Não conseguiram e terão de nos engolir novamente em 2026. Tri ou tetra, somos todos libertadores. Com a recomendação médica de esquecer temporariamente a política, fiquei sem chão. O que fazer? A quem ou a que me referir? Perdido entre o Monumental de Lima e o Congresso Nacional, o que me restou? Nada, além de me imaginar em uma fantasiosa e louca viagem ao redor do planeta supostamente comandado por um capitão de fragata. Ainda levitando, a primeira coisa em que pensei foi na escolha dos amigos. Buscando apoio, confiança e afinidades envolvendo a alma e a essência, optei por aqueles de cara lavada e com a serenidade do olhar exposto.
É assim que os poetas e os pensadores definem as amizades completas e multifacetadas. É claro que as outras são adoráveis e merecedoras de carinho e respeito, mas, naturalmente, as vestidas como o manto sagrado combinam a leveza e a diversão com a profundidade da lealdade. Novamente me valendo da poesia, disse ao agora capitão de bravata que dos amigos não quero só o ombro ou o colo, mas também sua maior alegria. Afinal, amigo que não ri junto, não sabe sofrer junto. Graças aos deuses dos estádios, despertei do devaneio antes que o cidadão em questão vestisse a célebre camisa do tetra.

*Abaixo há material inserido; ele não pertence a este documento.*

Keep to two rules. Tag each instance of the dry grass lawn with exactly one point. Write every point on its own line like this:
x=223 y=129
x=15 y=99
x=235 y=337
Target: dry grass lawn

O que mais posso dizer de quem já torceu por tudo, menos pela própria pátria? Juro que não sei. Enquanto esteve no poder, o então capitão de chibata nunca percebeu que, melhor do que apoiadores aventureiros e colaboradores interesseiros, são os companheiros sérios, aqueles que fazem da realidade sua fonte de aprendizagem e lutam diariamente para que a fantasia jamais se transforme em imerecida pretensão. Independentemente de que vistam outras cores e falem de outros amores, os bons amigos sabem quem sou, exatamente como eu sei quem são.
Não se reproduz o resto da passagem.